Herman Koch's The Dinner (FIC KOCH and AD FIC KOCH) is a meal best served piping hot, with no spoilers to distract you from the author's masterful reveal of one family's inner life and what that family's choices say about privilege, violence and modern-day parenthood.
The tale, already a bestseller in Europe, brings to mind Yasmina Reza's darkly comic play "God of Carnage," which gives audience members ring-side seats to the slowly devolving discussion between two couples over a spat between their two young sons. (Find the film version of the play, called simply Carnage, in our DVD collection.) Here's the trailer:
Similarly, Dutch author Koch brings together two married couples over a meal at a fancy restaurant. The polished setting contrasts greatly with the altogether grim subject matter they have convened to discuss. But whereas Carnage is liberally seasoned with helpings of humor, The Dinner is laced with menace and foreboding.
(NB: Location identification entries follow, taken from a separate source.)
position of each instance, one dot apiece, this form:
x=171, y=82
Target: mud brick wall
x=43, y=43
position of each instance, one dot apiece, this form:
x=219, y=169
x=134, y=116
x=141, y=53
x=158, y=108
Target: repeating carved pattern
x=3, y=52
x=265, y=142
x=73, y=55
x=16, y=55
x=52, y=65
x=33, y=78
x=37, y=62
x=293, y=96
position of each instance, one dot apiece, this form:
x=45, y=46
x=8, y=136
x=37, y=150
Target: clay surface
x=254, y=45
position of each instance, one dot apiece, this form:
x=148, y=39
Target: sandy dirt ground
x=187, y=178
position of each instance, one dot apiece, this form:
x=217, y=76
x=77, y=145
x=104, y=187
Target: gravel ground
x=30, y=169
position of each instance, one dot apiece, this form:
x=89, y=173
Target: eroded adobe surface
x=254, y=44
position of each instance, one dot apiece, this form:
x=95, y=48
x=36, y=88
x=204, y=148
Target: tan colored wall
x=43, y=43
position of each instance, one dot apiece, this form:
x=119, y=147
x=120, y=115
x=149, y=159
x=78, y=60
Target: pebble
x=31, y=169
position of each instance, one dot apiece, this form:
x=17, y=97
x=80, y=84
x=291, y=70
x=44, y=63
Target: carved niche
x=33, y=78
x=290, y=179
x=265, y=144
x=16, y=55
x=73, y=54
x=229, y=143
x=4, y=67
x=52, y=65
Without revealing too much, we learn that the men in both couples are brothers: Paul, a former teacher, and Serge, a prominent politician. Both have teen-aged sons. The Dinner is told through the eyes of Paul. On the surface, he comes across as an educated man and a devoted father living a comfortable life with his wife and son. But over the course of the dinner, Koch peels back layer by layer, and every onion skin adds another disturbing element to the mix.
What makes The Dinner such a delicious treat is the thoughtful pace at which Koch writes, dropping a nugget here and a morsel there, tempting us further into dark recesses hidden by civility. It's also a terrifying read for its complete plausibility, forcing us to ponder our own moral boundaries. How far are we willing to go to preserve the peace of family? What transgressions are we willing to overlook for that, and what transgressions are we willing commit?